E si torna alla domanda di prima, come? Perché ad alzare la mano è anche Pietro Snider ( collaboratore personale di Manuele Bertoli): «Da un lato si propone un Piano di rilancio che va all’attacco con molte misure e che condivido, dall’altro si rimane in difesa su questo tema così importante: se si blocca la spesa, come si troveranno le risorse per questo piano? Qualsiasi aumento delle uscite va a cozzare contro questo decreto. Il tema sarà astratto e aleatorio, ma è politico».
La preoccupazione di Nenad Stojanovic è che «la petizione diventi un esercizio-alibi, tanto per far qualcosa. Ci vuole qualcuno nelle strade e nelle piazze, ma abbiamo la possibilità e la capacità di farlo? Se pensiamo che politicamente sia successo qualcosa di grave allora tanto vale fare un referendum con un dibattito che lì sì raggiunge la popolazione».
Nella nebulosa di cui sopra il deputato Danilo Forini impersona candidamente i dubbi del partito: «Di cuore reagirei subito con un referendum, ma personalmente non me la sentirei di prendere questa responsabilità: sarebbe un azzardo che il nostro partito non può sostenere».

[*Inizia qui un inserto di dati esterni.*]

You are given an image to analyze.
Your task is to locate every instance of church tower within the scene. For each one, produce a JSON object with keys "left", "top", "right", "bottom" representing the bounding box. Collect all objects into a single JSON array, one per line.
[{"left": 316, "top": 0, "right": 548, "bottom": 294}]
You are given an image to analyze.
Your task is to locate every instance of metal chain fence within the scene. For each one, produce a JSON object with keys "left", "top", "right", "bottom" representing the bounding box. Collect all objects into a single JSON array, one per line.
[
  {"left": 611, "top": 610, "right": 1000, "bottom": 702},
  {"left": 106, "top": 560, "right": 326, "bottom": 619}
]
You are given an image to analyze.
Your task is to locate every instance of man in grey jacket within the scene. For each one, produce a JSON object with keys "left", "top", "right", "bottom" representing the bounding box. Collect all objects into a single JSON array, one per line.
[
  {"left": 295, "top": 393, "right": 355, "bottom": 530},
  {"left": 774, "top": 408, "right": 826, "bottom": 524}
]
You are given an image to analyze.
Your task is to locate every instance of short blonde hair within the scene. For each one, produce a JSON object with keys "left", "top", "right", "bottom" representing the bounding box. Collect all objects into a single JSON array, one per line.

La parola fine la mette Sirica: «La nostra area vale un 25/30%, riusciremmo a raggiungere il 51% in un referendum sapendo di avere tutti gli altri contro?». Domanda retorica, risposta molto meno: no. «Se perdessimo, sarebbe dire loro di andare a tagliare, perché sarebbero forti del fatto che il popolo gli ha dato il mandato per farlo». Quindi, e siamo alla sintesi, «entro mercoledì come direzione arriveremo con una proposta di campagna su questo tema».
Il ‘parlamentino’ socialista, stasera, ha inoltre deciso il lancio di un’iniziativa popolare per portare il salario minimo a 21,50 franchi orari e di un’iniziativa parlamentare «per ora abbozzata» che chiede di togliere la deroga di rispettare il salario minimo dove è firmato un Contratto collettivo di lavoro.